AA - 67
Aluminum Drainage Products Manual
|Publication Date:||1 January 1983|
Corrugated aluminum has proven a superior material for storm sewer, culvert, and other drainage pipe applications. Aluminum's wide-spread acceptance and use is based on direct comparison of engineering and economic factors with drainage pipe made of steel, concrete, and other materials. Extensive data were obtained from site inspection and evaluation of similar installations in comparable environments.
Given the longer projected service life in the majority of applications, installation cost savings alone are usually decisive for corrugated aluminum pipe. In many difficult soil or inaccessible site locations, particularly, corrugated aluminum drainage materials are virtually the "automatic choice."
In fact, in-place cost savings are generally the rule and result from the fact that aluminum corrugated pipe weighs only about three per cent as much as concrete pipe. Longer pipe sections are common when aluminum is employed, speeding installation and reducing labor and handling equipment costs (see Fig. 1-1).

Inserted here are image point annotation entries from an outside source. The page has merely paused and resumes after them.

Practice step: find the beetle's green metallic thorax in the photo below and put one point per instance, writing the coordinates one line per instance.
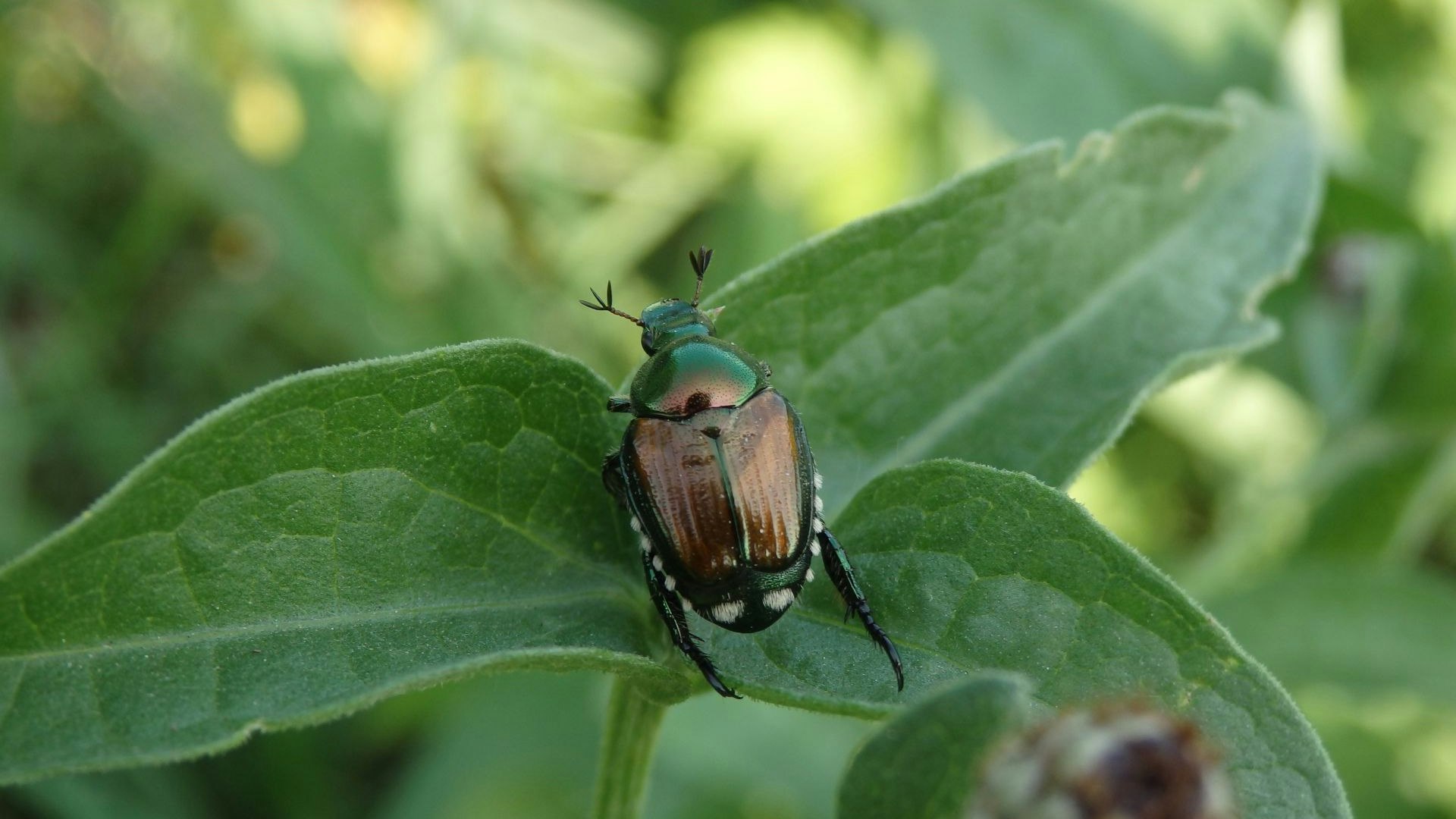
(693, 373)
(726, 503)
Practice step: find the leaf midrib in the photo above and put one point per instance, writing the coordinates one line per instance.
(363, 617)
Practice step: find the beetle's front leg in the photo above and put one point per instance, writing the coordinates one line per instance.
(612, 477)
(843, 577)
(670, 608)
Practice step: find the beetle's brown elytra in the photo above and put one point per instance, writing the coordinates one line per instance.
(720, 480)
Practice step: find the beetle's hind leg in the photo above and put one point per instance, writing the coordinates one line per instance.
(670, 608)
(843, 577)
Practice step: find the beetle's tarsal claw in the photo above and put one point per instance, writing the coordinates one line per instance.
(606, 305)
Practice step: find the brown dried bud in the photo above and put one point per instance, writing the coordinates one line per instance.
(1125, 761)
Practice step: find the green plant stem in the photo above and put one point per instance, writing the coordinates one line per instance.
(626, 751)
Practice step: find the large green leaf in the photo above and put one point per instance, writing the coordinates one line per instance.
(367, 529)
(924, 763)
(973, 569)
(1017, 315)
(1372, 630)
(1053, 69)
(319, 544)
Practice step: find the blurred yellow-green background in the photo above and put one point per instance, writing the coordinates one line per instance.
(200, 197)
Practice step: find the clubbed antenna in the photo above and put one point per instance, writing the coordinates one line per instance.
(606, 306)
(699, 262)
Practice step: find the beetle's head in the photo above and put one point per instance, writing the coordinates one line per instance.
(672, 319)
(669, 319)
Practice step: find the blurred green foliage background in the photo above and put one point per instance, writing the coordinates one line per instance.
(199, 199)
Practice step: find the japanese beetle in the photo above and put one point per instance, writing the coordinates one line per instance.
(718, 477)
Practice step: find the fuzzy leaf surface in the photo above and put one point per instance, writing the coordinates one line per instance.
(319, 544)
(1372, 630)
(971, 569)
(1017, 315)
(924, 763)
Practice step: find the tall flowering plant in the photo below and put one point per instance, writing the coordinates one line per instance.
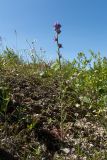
(57, 28)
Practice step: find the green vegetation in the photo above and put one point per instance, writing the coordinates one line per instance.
(72, 97)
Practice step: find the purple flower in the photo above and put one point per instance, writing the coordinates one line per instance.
(57, 27)
(59, 45)
(55, 39)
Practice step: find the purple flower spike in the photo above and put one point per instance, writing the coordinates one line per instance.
(59, 45)
(55, 39)
(57, 27)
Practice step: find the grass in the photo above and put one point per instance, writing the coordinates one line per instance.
(72, 97)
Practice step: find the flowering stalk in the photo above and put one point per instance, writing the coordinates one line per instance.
(57, 28)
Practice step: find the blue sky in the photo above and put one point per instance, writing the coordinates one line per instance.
(84, 25)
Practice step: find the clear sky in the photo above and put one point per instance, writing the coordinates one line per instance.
(84, 25)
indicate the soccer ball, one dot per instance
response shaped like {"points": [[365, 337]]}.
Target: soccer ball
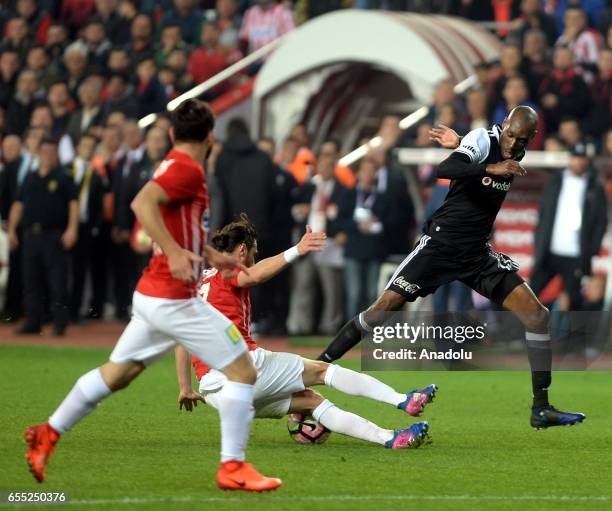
{"points": [[306, 430]]}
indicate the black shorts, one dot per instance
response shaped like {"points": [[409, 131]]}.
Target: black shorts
{"points": [[432, 264]]}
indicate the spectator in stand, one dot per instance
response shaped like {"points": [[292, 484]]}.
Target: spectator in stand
{"points": [[98, 46], [120, 97], [364, 215], [170, 39], [533, 17], [536, 59], [119, 61], [511, 61], [117, 27], [247, 179], [483, 75], [570, 132], [47, 211], [61, 108], [89, 114], [583, 41], [75, 62], [563, 92], [75, 13], [56, 43], [21, 105], [554, 144], [149, 91], [287, 192], [178, 60], [155, 147], [228, 23], [38, 61], [37, 18], [263, 23], [477, 109], [516, 93], [17, 37], [599, 119], [571, 226], [302, 166], [167, 77], [208, 60], [9, 69], [90, 188], [318, 206], [141, 43], [187, 16], [12, 175]]}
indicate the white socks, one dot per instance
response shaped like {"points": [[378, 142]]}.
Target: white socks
{"points": [[87, 392], [339, 421], [358, 384], [235, 405]]}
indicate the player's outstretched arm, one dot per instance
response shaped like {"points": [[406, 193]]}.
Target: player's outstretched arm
{"points": [[146, 208], [445, 136], [267, 268], [188, 398]]}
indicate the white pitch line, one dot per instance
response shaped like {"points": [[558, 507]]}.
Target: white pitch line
{"points": [[319, 498]]}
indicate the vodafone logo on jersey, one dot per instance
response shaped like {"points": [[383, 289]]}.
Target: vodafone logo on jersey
{"points": [[496, 185]]}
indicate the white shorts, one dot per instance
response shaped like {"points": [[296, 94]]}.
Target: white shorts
{"points": [[159, 324], [279, 376]]}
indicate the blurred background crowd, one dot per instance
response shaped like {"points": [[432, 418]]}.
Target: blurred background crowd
{"points": [[76, 75]]}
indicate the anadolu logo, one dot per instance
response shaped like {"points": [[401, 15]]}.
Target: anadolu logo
{"points": [[496, 185]]}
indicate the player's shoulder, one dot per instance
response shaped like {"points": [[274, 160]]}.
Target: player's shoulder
{"points": [[479, 134]]}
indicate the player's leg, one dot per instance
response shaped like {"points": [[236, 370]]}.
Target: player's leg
{"points": [[309, 402], [399, 290], [215, 340], [354, 383], [138, 346], [535, 317]]}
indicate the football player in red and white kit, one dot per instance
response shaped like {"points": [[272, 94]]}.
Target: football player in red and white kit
{"points": [[283, 378], [173, 209]]}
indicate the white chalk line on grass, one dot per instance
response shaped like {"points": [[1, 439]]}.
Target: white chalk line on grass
{"points": [[318, 498]]}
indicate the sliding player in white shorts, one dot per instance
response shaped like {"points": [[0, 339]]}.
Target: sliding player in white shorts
{"points": [[283, 378]]}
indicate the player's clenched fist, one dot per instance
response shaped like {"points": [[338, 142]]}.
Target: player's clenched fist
{"points": [[311, 241], [180, 263], [506, 168]]}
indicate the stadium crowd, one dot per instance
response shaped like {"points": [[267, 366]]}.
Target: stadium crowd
{"points": [[76, 75]]}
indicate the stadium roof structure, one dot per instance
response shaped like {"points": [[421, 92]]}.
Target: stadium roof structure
{"points": [[333, 56]]}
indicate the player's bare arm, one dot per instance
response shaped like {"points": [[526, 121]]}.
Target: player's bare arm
{"points": [[267, 268], [222, 261], [188, 397], [146, 208], [445, 136]]}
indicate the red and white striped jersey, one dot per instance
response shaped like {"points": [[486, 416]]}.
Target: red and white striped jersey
{"points": [[262, 26], [229, 299], [186, 218]]}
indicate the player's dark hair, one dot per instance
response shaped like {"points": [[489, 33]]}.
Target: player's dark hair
{"points": [[234, 234], [192, 121]]}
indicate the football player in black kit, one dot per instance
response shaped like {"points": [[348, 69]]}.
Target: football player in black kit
{"points": [[455, 246]]}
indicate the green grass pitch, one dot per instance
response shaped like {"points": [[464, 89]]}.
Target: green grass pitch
{"points": [[138, 452]]}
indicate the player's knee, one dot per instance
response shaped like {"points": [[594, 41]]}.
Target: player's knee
{"points": [[119, 376], [313, 399], [538, 319], [320, 370]]}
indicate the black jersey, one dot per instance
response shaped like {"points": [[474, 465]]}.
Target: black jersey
{"points": [[465, 219]]}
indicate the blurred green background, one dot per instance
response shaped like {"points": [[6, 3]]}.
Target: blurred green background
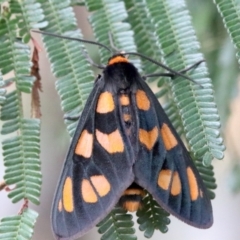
{"points": [[224, 70]]}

The excellent corrosion resistance and strength of aluminum alloys employed in corrugated drainage pipe and fittings have earned official state and federal specification acceptance of aluminum drainage materials.
Today, more than 100-million ft. of corrugated aluminum pipe are in service in the United States as culvert and storm sewers and a wide variety of other types of drainage structures. These corrugated aluminum systems drain all types of roadways, parks, airport landing strips and aprons, forest service access roads, and interstate highways, (see Fig. 1-2). Aluminum pipe is also being employed by municipalities for storm sewers, throughout the U. S. and in other parts of the world.